When we began to understand the magnitude of the recognition we were receiving from our performances on America’s Got Talent, my main goal was to keep the children (and parents) humble and remain true to their values throughout the process. We’ve worked hard to keep the cast and families on task so that greed and promises of fame and fortune do not alter their spirits or take them down the wrong path in life. We continue to help organizations that help homeless children and children in need. We’ve donated over $60,000 to help with this cause and will continue our efforts in the future. There are over 1.5 million homeless children, whose average age is 9 years old, on the streets in America alone and we intend to do something about that. Denver’s Road Home, Mt. St. Vincent’s Home For Children, The Tanager Place in Cedar Rapids, Iowa and the Irish Society of Prevention of Cruelty to Children are just a few of the organizations we are helping in their fight to save children. By keeping this mission alive, it helps ground the children in the cast and reminds them that although we have been very blessed, there are millions of children less fortunate and we must continue to share our blessings.
Q. Talk to us about the group. How did you get started? What was your inspiration?
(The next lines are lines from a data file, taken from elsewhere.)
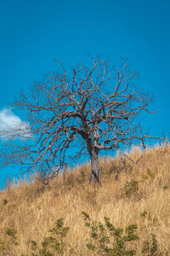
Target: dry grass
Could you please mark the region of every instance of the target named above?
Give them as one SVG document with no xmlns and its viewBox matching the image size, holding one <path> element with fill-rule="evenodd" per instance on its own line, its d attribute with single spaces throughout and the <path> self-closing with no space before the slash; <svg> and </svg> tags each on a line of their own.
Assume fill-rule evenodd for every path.
<svg viewBox="0 0 170 256">
<path fill-rule="evenodd" d="M 131 154 L 133 159 L 141 155 L 138 149 Z M 1 241 L 7 241 L 7 227 L 18 230 L 19 244 L 9 243 L 8 254 L 4 255 L 32 255 L 29 241 L 42 241 L 61 217 L 71 228 L 65 255 L 70 255 L 70 248 L 74 255 L 96 255 L 89 254 L 86 247 L 89 233 L 82 211 L 101 222 L 107 216 L 116 227 L 136 224 L 140 236 L 137 255 L 141 255 L 150 233 L 156 236 L 160 250 L 167 252 L 163 255 L 170 255 L 170 147 L 148 149 L 138 165 L 129 160 L 123 164 L 116 157 L 101 159 L 100 167 L 101 186 L 89 184 L 90 168 L 84 166 L 63 173 L 44 188 L 20 181 L 0 193 Z M 139 182 L 139 190 L 126 196 L 125 184 L 133 179 Z M 145 218 L 141 216 L 144 211 L 148 212 Z"/>
</svg>

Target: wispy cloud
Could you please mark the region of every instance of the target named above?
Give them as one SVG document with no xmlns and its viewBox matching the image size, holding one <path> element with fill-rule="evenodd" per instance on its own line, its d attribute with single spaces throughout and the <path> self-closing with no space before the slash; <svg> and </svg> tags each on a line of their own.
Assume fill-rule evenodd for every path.
<svg viewBox="0 0 170 256">
<path fill-rule="evenodd" d="M 1 138 L 27 137 L 29 131 L 29 124 L 22 122 L 11 109 L 3 108 L 0 111 Z"/>
</svg>

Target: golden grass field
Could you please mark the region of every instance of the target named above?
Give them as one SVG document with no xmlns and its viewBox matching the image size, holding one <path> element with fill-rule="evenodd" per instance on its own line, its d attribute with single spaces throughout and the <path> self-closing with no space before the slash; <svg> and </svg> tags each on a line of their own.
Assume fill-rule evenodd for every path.
<svg viewBox="0 0 170 256">
<path fill-rule="evenodd" d="M 137 160 L 141 154 L 134 148 L 130 154 Z M 60 218 L 70 227 L 62 255 L 99 255 L 87 248 L 90 231 L 82 211 L 100 222 L 109 217 L 116 227 L 137 224 L 136 255 L 143 255 L 150 234 L 156 235 L 157 253 L 144 255 L 170 255 L 170 147 L 148 148 L 137 165 L 128 160 L 123 163 L 119 156 L 102 158 L 100 170 L 101 185 L 89 183 L 90 166 L 86 165 L 45 187 L 25 180 L 0 192 L 0 255 L 39 255 L 32 254 L 31 241 L 41 244 Z M 139 182 L 139 189 L 126 195 L 126 183 L 132 180 Z M 5 233 L 7 228 L 17 230 L 16 242 Z"/>
</svg>

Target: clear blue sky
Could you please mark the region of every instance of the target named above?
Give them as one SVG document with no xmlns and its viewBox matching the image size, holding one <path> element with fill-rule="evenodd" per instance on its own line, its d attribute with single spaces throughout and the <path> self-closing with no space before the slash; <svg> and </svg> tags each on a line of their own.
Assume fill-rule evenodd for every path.
<svg viewBox="0 0 170 256">
<path fill-rule="evenodd" d="M 139 71 L 137 85 L 160 109 L 144 124 L 160 136 L 170 126 L 169 14 L 168 0 L 0 0 L 0 111 L 54 68 L 54 58 L 73 66 L 86 52 L 102 54 Z"/>
</svg>

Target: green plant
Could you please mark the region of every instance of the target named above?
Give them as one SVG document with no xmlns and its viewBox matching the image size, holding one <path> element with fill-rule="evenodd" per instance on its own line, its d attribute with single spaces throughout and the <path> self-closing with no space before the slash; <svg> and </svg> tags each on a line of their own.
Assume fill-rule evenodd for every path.
<svg viewBox="0 0 170 256">
<path fill-rule="evenodd" d="M 17 242 L 17 233 L 18 231 L 14 229 L 14 228 L 6 228 L 5 229 L 5 235 L 7 235 L 9 238 L 9 242 L 12 242 L 14 243 L 14 245 L 18 245 L 18 242 Z"/>
<path fill-rule="evenodd" d="M 3 199 L 3 205 L 5 206 L 7 204 L 8 204 L 8 201 L 6 199 Z"/>
<path fill-rule="evenodd" d="M 64 221 L 62 218 L 57 219 L 54 227 L 48 231 L 52 234 L 52 236 L 44 237 L 40 247 L 38 247 L 36 241 L 31 241 L 31 249 L 33 251 L 32 255 L 63 255 L 63 253 L 66 247 L 65 238 L 66 237 L 69 230 L 69 227 L 64 226 Z"/>
<path fill-rule="evenodd" d="M 142 249 L 143 255 L 145 256 L 161 256 L 162 253 L 158 248 L 156 236 L 154 234 L 150 234 L 147 241 L 144 242 Z"/>
<path fill-rule="evenodd" d="M 90 251 L 98 255 L 123 256 L 135 255 L 135 241 L 139 239 L 136 234 L 137 225 L 132 224 L 122 228 L 115 228 L 110 218 L 105 217 L 105 223 L 93 221 L 90 216 L 82 212 L 85 225 L 90 230 L 91 236 L 87 243 Z"/>
<path fill-rule="evenodd" d="M 130 182 L 127 182 L 124 186 L 124 192 L 126 196 L 130 197 L 134 195 L 139 190 L 139 182 L 135 180 L 132 180 Z"/>
</svg>

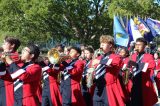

A. I was hired to create a show for a corporate event in Denver and the production company asked me to create a show using shadows, pictures and dance. They wanted me to create something that would help the audience remember Colorado. I suggested we move the screen downstage and have the dancers create a shape and then the photograph of that shape would appear on the screen overlaying their shadows and revealing the photograph to the audience. They received a standing ovation and a tremendous positive response from the international audience. We performed for many corporate events after that first performance and then America’s Got Talent saw a clip of our show and asked us to audition. I sent a few dancers to the audition and they presented a DVD of our work and the international recognition began. Every single time the children took the stage I told them, “This is it! This is the last time so enjoy every moment because it’s special” … and then they would pass them through to the next round again and again. It was the most exciting, thrilling, scary, emotional roller coaster ride of our lives and we have all learned so much from the experience. A whole new world has been opened up to us now and we are blessed to be given the opportunity to create shows for companies such as Lenovo.
Q. How do you use technology to choreograph dance performances?
A. THE SILHOUETTES™ would not exist without technology. I use my computer to select and edit music, photographs, videos, communicate with clients and cast, book travel for the cast and crew, interact and communicate with our fans, Skype with producers, connect to the projectors to run the shows and much more. Coming from a choreographer and dance instructor who started out using records to teach, I am amazed at the flexibility and speed technology has provided. I no longer stand outside of the music store waiting for them to open so I can try to find music. I can search at any time, any place and in any situation and therefore I am able to be a flexible and adaptable company and meet production timelines and changes easily. It will be even easier now that the Yoga has been created.
Not all of the scenes rehearsed made their way to the final cut. In this pose, dancers create Yoga’s laptop mode.